Districts 75, 79 look to share
Teacher Mary Beth Anderson gathers some of the students for ribbon cutting at a school dedication ceremony in October for the Garden of Wisdom at Mechanics Grove School – a District 75 school. Districts 75 and 79 have been talking about ways to share more
Updated: January 19, 2013 2:33PM
MUNDELEIN — It’s not quite a consolidation, but two elementary school districts are looking at how they can share administrators.
After a three-hour joint meeting Jan. 7, the school boards from Mundelein Elementary District 75 and Fremont District 79 will meet again Jan. 23 to look closer at the details and develop opinions.
The two boards started talking in 2011 when the state of Illinois mandated annual reporting of how all district share resources with neighbors.
District 79 Communications Coordinator Margaret Van Duch said special education bussing and book-keeping duties were the first joint efforts.
This year, a bilingual coordinator was hired to work between the districts.
Heightened pension reform efforts in Springfield caused the two districts to accelerate the exploration process.
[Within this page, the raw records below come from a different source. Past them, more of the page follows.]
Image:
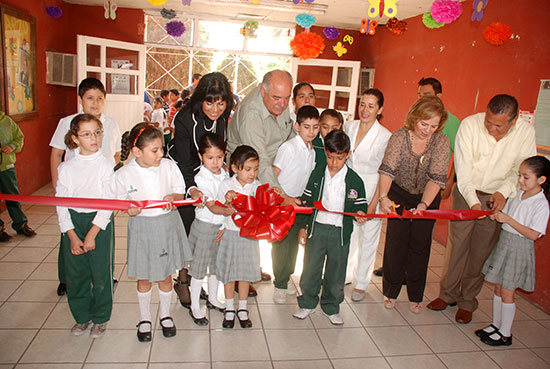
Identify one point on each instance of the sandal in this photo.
(389, 303)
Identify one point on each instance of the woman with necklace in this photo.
(207, 112)
(412, 174)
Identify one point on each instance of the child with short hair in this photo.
(328, 235)
(329, 120)
(238, 257)
(157, 243)
(511, 264)
(293, 164)
(207, 228)
(86, 239)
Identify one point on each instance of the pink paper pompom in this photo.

“The pension situation has terrorized both districts,” Van Duch said. “We want to move toward freeing up money in the event local districts have to cover additional pension expenses.”
For District 75, Superintendent Cynthia Heidorn announced she will retire in 2014. Having one superintendent for both districts would save considerable money, Heidorn said.
The tricky part about Heidorn’s retirement is that she also serves as District 75’s business manager.
“In 2008/09 when the financial world fell apart, the state owed us $1.6 million,” Heidorn said. “We made drastic cuts and had to let go of 45 employees. At the time, our business manager was retiring, and I thought it would be better for me to do dual roles instead of making schools share principals.”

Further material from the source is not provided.